Handicap: per il beneficio del trasferimento

serve un'assistenza continuativa.

da Italiascuola del 21/11/2005

 

Nuova sentenza in materia di assistenza, integrazione sociale e i diritti delle persone handicappate e di conseguenti agevolazioni di genitori o familiari lavoratori.

Il Tribunale Amministrativo del Lazio ha respinto un ricorso contro il Ministero della Giustizia, in persona del Ministro p.t., per l'annullamento di un provvedimento con il quale veniva rigettata l'istanza di trasferimento presentata dal ricorrente ai sensi della legge 104/92.

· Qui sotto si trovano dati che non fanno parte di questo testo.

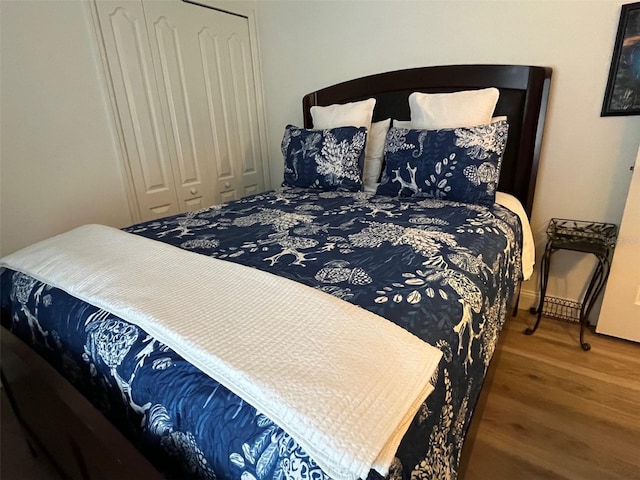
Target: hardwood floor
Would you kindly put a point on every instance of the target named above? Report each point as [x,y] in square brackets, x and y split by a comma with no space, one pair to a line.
[553,411]
[557,412]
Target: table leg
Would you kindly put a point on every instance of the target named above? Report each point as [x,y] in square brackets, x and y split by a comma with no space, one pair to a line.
[544,280]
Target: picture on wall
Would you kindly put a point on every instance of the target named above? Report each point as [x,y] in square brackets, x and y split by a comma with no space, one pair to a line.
[622,96]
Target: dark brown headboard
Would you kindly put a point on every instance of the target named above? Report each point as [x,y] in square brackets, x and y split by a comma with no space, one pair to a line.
[524,91]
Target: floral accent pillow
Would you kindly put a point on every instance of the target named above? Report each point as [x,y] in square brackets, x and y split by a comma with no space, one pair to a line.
[459,164]
[328,159]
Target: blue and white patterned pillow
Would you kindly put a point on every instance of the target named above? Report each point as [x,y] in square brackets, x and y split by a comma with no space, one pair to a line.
[329,159]
[459,164]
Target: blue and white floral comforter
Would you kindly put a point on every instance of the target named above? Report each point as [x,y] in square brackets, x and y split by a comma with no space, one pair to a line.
[444,271]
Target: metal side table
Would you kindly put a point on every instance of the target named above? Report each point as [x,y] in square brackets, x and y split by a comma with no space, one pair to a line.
[595,238]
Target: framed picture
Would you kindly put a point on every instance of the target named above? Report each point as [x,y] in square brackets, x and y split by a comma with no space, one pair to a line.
[622,96]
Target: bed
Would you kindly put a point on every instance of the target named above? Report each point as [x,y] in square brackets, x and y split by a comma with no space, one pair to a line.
[442,267]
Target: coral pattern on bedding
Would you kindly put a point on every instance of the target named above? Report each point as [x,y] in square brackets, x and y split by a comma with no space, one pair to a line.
[442,270]
[459,164]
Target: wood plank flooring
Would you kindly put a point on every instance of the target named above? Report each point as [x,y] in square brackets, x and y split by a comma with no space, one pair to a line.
[557,412]
[553,411]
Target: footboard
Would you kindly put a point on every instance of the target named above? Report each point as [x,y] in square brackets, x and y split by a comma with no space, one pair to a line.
[63,425]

L'art. 33, comma 5, della legge 5 febbraio 1992, n. 104 stabilisce infatti che "Il genitore o il familiare lavoratore, con rapporto di lavoro pubblico o privato, che assista con continuità un parente o un affine entro il terzo grado handicappato ha diritto a scegliere, ove possibile, la sede di lavoro più vicina al proprio domicilio e non può essere trasferito senza il suo consenso ad altra sede".

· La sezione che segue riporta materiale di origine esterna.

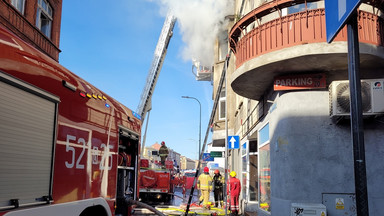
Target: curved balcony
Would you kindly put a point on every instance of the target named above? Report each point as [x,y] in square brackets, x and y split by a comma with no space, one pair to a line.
[296,43]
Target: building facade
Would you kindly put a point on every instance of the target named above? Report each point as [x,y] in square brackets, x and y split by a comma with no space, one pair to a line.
[35,21]
[288,101]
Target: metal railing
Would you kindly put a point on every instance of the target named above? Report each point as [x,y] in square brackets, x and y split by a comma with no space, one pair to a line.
[301,28]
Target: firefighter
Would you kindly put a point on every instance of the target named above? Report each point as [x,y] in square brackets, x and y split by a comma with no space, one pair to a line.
[218,182]
[233,189]
[163,153]
[204,184]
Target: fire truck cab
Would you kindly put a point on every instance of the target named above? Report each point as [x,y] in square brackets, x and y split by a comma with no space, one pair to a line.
[66,147]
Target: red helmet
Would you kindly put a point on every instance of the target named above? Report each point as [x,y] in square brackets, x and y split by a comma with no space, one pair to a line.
[206,169]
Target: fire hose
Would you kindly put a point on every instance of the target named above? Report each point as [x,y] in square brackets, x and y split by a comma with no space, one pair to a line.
[130,201]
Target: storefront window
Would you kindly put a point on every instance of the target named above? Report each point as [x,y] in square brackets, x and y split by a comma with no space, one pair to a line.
[244,169]
[253,171]
[265,169]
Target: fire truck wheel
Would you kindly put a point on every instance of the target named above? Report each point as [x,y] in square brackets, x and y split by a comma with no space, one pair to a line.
[94,211]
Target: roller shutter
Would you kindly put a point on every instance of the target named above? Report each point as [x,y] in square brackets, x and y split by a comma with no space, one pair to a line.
[27,134]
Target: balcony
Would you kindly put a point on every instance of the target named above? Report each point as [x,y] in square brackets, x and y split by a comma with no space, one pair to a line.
[296,43]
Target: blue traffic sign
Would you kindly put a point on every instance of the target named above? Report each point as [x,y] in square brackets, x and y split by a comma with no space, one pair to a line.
[207,157]
[233,142]
[337,13]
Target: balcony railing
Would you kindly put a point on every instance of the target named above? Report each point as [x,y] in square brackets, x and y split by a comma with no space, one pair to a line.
[300,28]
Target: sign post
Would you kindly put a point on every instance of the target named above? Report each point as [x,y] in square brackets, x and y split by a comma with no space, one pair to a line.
[337,13]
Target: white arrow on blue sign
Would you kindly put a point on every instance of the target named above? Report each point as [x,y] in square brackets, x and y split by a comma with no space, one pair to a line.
[207,157]
[337,13]
[233,142]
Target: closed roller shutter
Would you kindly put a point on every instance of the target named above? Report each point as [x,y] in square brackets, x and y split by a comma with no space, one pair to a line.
[27,124]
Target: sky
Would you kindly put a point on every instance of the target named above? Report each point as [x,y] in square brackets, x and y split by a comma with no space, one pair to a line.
[112,47]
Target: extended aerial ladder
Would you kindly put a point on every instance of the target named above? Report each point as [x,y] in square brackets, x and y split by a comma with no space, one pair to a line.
[145,105]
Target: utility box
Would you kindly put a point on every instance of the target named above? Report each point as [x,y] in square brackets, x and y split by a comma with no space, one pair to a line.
[340,204]
[308,209]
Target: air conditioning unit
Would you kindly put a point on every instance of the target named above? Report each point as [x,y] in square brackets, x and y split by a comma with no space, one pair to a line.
[372,97]
[308,209]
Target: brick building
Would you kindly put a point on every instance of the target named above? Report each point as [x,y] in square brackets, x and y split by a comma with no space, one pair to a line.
[34,21]
[295,143]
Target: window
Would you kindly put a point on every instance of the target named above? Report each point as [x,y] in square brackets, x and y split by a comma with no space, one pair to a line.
[265,169]
[223,45]
[253,171]
[19,5]
[44,17]
[244,169]
[222,104]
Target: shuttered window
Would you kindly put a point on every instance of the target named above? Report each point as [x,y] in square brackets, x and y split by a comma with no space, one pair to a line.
[27,134]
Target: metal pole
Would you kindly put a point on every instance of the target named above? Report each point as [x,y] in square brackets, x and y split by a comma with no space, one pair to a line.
[200,120]
[226,140]
[357,131]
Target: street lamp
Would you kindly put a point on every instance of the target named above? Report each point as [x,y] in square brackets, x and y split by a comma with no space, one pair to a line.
[199,124]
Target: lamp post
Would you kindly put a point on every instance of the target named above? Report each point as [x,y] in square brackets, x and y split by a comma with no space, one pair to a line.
[199,123]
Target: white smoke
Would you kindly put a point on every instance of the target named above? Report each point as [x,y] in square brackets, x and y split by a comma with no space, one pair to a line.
[200,21]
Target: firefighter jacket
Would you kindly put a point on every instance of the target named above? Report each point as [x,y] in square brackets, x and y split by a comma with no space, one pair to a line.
[218,182]
[204,182]
[163,151]
[234,187]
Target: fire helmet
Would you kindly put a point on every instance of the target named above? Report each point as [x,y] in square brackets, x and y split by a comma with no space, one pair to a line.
[232,174]
[206,169]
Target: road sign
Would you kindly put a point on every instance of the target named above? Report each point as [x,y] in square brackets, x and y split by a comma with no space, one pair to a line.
[207,157]
[233,142]
[216,154]
[337,13]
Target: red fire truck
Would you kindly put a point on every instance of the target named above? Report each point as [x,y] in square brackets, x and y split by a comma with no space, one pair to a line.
[156,183]
[66,147]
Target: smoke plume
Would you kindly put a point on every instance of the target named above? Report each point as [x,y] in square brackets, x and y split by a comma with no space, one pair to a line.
[199,21]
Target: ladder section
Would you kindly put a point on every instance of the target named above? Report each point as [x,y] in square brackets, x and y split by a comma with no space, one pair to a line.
[157,63]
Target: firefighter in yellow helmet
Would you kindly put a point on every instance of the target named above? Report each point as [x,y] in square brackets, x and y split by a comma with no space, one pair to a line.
[233,189]
[163,153]
[204,184]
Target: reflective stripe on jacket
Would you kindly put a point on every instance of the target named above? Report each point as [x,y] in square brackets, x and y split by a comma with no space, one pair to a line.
[204,182]
[163,151]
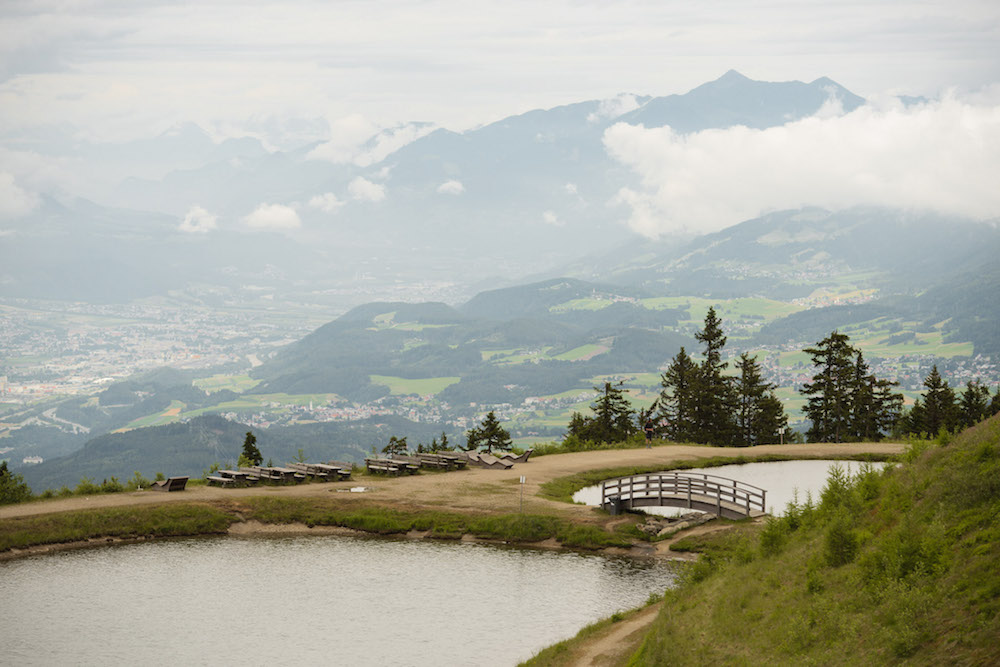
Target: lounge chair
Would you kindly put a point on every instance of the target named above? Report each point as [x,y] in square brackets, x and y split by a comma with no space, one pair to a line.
[516,458]
[488,461]
[170,484]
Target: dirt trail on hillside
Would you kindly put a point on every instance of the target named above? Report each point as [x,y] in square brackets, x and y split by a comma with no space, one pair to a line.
[473,491]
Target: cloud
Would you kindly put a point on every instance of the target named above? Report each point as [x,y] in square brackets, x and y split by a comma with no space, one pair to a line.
[364,190]
[197,221]
[550,218]
[356,140]
[273,216]
[326,202]
[15,201]
[451,187]
[943,156]
[614,107]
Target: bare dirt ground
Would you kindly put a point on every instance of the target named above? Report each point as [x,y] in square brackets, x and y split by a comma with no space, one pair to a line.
[473,491]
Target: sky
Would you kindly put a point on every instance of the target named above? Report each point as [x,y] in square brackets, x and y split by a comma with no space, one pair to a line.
[290,71]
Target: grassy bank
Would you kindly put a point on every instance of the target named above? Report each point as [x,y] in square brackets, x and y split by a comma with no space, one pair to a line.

Il Ministero della Giustizia aveva rigettato la domanda di trasferimento ritenendo "non individuabile il requisito della continuità nell'assistenza a causa dell'oggettiva lontananza intercorrente tra la sede di servizio ed il domicilio del disabile". Un provvedimento ritenuto illegittimo dal ricorrente.

Il Tar del Lazio è stato chiamato a fare chiarezza sul caso ed ha stabilito che "il criterio ispiratore della decisione di accordare o meno il beneficio del trasferimento non può che restare quello, già espresso dalla Corte Costituzionale, di tutelare le situazioni di assistenza già esistenti, mentre esigenze successivamente insorte a causa della sopravvenienza di uno stato di disabilità non possono trovare soddisfazione in virtù dell’applicazione della previsione legislativa in esame".

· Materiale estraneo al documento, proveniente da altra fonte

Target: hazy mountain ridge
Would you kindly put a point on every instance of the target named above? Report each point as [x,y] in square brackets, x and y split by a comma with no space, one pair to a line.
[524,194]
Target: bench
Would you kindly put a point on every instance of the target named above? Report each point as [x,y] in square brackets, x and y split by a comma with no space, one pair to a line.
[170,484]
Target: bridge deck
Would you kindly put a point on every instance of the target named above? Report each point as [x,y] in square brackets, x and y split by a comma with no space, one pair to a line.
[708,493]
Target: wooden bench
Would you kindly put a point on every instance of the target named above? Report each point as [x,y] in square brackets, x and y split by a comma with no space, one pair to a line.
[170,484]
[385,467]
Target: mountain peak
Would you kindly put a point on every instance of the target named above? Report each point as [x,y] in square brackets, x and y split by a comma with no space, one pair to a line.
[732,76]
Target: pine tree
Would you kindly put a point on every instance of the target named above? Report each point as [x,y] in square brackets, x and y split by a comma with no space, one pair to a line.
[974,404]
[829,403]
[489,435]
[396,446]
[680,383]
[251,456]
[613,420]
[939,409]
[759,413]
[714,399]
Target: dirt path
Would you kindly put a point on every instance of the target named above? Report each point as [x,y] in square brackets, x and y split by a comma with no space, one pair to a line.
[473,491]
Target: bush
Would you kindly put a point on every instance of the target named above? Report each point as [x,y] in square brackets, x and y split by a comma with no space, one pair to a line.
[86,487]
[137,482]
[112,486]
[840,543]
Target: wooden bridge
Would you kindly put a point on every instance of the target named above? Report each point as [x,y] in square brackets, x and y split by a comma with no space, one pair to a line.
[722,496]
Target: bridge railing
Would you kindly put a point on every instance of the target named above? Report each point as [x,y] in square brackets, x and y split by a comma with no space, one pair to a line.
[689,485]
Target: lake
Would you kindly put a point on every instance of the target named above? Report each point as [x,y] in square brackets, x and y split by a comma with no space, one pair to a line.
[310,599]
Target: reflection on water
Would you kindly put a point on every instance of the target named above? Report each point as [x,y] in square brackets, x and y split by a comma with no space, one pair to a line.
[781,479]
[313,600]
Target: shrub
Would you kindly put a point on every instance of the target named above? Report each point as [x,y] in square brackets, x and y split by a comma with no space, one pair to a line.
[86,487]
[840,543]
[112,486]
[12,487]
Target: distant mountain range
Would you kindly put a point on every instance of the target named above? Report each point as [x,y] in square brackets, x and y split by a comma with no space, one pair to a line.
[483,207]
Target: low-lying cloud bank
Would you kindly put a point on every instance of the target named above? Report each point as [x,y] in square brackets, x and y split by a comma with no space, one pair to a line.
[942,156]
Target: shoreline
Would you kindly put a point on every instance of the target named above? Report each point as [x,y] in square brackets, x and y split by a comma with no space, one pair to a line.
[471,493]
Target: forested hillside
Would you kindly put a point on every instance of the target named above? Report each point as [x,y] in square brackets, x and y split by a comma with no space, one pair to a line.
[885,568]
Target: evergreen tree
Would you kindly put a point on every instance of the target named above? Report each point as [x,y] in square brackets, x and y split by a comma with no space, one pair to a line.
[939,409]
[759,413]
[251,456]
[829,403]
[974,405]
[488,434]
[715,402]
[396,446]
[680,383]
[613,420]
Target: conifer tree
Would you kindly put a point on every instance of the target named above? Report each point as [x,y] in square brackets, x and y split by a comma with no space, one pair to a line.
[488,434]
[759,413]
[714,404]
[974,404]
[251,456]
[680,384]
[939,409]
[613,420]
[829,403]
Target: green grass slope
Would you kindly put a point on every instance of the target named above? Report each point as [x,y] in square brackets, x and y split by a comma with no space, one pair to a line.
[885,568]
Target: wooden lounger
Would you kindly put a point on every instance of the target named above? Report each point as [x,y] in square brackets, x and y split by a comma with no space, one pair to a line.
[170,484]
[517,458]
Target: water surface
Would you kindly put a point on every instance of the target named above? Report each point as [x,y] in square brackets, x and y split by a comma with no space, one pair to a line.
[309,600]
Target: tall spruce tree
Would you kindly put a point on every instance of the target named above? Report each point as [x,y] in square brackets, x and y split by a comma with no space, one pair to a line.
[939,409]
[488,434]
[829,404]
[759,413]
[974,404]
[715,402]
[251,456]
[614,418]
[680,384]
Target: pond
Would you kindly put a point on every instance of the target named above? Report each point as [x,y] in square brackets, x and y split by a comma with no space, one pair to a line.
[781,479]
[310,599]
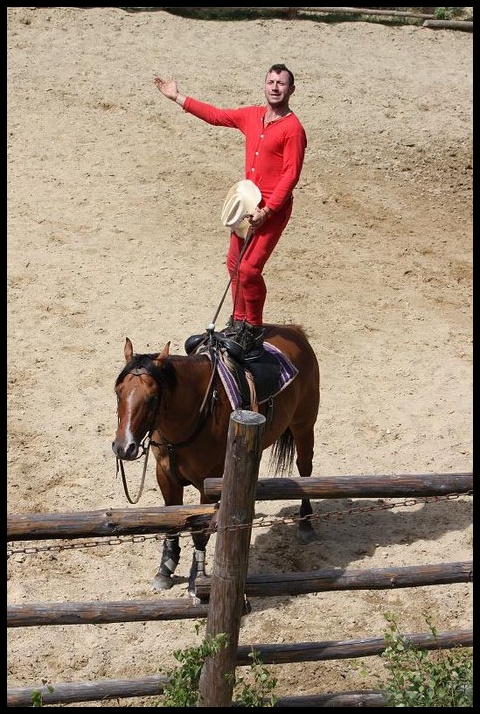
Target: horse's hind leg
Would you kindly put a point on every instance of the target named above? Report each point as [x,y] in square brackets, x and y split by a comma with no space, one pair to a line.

Per questo, continua la sentenza del Tribunale, "la concessione del beneficio di cui all'art. 33, comma 5, della legge n. 104 del 1992 non può in alcun caso prescindere dal riscontro di una già esistente situazione di assistenza continuativa ovvero dall'attualità dell'assistenza, sicché non può essere concesso ai dipendenti che, non assistendo con continuità un familiare, aspirino al trasferimento proprio al fine di poter instaurare detto rapporto di assistenza continuativa".

Viste queste premesse, i magistrati respingevano il ricorso contro il Ministero della Giustizia.